ただ、こんなことを言うと減税派の皆さんから吊し上げられそうだが、石破首相はそれほどおかしなことを言っていない。むしろ、国際社会から見ると、石破首相をボロカスにこき下ろしている人たちの方が「えっ? この人たち、日本を内部から崩壊させようとしてない?」と思われてしまうだろう。

 世界では物価上昇に合わせて、政府や自治体がしっかりと最低賃金を引き上げていくのが「常識」だからだ。

 例えば、経済成長著しい台湾では賃金も力強く上がっているが、これは減税をして景気がよくなって企業が自発的に賃上げをしたわけではない。2016年に始まった蔡英文政権が24年5月までに、「最低賃金を3万元まで引き上げる」ということを目標に掲げて、計画的に実行してきたからだ。

《「中央通信社」によると、主計総処国勢普査処の陳恵欣副処長は、蔡英文政権による最低賃金の引き上げが、全体の賃金上昇につながったと指摘》(JETRO ビジネス短信 賃上げが続く台湾、今後も賃金上昇の見通し 2020年12月8日) 

 この方針は今も続いている。だから、台湾では「最低賃金の引き上げ? そんなバカな政策をする首相は売国奴か工作員に決まっている!」みたいな倒閣運動は起きない。

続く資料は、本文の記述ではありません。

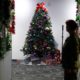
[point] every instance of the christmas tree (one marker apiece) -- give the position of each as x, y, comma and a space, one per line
40, 41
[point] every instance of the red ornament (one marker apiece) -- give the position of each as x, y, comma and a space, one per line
41, 6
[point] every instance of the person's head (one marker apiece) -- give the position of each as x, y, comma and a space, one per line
71, 26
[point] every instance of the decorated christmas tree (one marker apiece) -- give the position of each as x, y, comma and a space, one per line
40, 41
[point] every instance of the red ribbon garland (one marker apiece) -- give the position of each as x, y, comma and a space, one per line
41, 6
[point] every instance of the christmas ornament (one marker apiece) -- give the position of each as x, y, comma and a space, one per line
78, 1
47, 28
41, 6
35, 47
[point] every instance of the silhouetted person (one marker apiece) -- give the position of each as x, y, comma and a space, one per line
70, 51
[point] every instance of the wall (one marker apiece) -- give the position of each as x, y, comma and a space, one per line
5, 67
59, 11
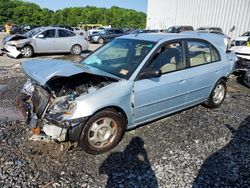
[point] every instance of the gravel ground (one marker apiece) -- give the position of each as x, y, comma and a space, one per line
197, 147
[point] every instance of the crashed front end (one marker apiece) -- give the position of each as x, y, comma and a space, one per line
50, 108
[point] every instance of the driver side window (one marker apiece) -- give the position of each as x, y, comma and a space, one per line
169, 58
49, 33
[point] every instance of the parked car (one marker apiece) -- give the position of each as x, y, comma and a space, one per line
95, 30
44, 40
246, 34
62, 26
239, 46
177, 29
210, 29
106, 35
132, 80
79, 31
2, 29
15, 29
138, 31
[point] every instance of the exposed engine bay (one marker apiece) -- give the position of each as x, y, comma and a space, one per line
50, 107
13, 44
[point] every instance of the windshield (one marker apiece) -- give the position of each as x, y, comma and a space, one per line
33, 32
120, 57
102, 32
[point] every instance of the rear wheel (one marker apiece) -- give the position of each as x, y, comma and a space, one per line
76, 49
100, 41
217, 95
102, 132
27, 51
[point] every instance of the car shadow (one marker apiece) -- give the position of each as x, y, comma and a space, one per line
229, 166
130, 168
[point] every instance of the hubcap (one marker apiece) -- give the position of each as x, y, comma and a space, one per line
77, 50
26, 51
219, 93
102, 132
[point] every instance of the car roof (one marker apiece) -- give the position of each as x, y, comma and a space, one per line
155, 37
218, 40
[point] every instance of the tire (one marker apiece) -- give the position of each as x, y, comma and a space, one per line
100, 40
27, 51
217, 95
76, 49
102, 132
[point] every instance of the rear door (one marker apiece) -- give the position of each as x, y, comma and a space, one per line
205, 68
156, 97
48, 43
64, 41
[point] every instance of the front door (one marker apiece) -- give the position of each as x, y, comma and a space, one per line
156, 97
205, 70
47, 43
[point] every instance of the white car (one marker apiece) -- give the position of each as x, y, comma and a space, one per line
239, 46
79, 31
44, 40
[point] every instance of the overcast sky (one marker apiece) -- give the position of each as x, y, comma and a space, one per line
139, 5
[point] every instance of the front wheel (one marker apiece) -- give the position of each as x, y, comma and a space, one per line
100, 41
102, 132
217, 95
27, 51
76, 50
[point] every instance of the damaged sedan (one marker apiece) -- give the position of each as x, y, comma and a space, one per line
44, 40
128, 82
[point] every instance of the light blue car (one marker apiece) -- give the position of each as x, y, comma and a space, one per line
128, 82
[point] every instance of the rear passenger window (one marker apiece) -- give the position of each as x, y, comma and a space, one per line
201, 53
49, 33
65, 33
169, 58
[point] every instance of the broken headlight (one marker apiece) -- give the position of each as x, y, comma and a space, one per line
62, 108
28, 88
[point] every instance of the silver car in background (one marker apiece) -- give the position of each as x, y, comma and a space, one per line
44, 40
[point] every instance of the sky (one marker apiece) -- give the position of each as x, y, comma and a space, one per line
139, 5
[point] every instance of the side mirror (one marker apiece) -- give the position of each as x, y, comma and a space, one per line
41, 36
150, 73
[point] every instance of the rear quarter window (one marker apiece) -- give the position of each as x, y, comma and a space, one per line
202, 52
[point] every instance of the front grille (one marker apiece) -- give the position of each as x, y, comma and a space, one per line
40, 99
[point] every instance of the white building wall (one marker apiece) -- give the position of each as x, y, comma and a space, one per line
162, 14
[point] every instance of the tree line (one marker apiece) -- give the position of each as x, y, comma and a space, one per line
21, 12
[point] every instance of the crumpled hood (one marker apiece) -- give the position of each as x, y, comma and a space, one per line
241, 38
14, 37
42, 71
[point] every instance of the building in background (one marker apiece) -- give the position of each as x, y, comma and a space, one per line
162, 14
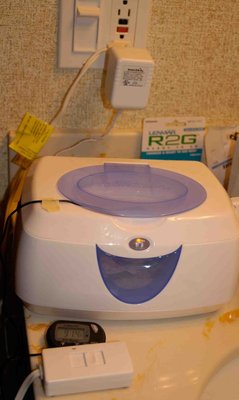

 だが、このような話をすると決まって、「最低賃金の引き上げには中小企業が倒産するなどの副作用があるのでもっと慎重にすべきだ」とか言い出す人がいるが、世界ではそういうロジックで最低賃金引き上げを見送るような国は少ない。

 物価が上昇しているのだから労働者は賃金が上がらなければ生活できない。消費を冷え込ませないためにも、企業が対応するのが当然という考え方が一般的だ。

 それができない経営者は「時代の変化」についていけないということなので、市場から退場していただく。厳しいように聞こえるかもしれないが、経済というのはそのような「産業の新陳代謝」が繰り返されて成長していくものだ。

 しかも、最低賃金を引き上げると確かに一時的には失業者は増えるが、それが未来永劫(えいごう)続くわけではない。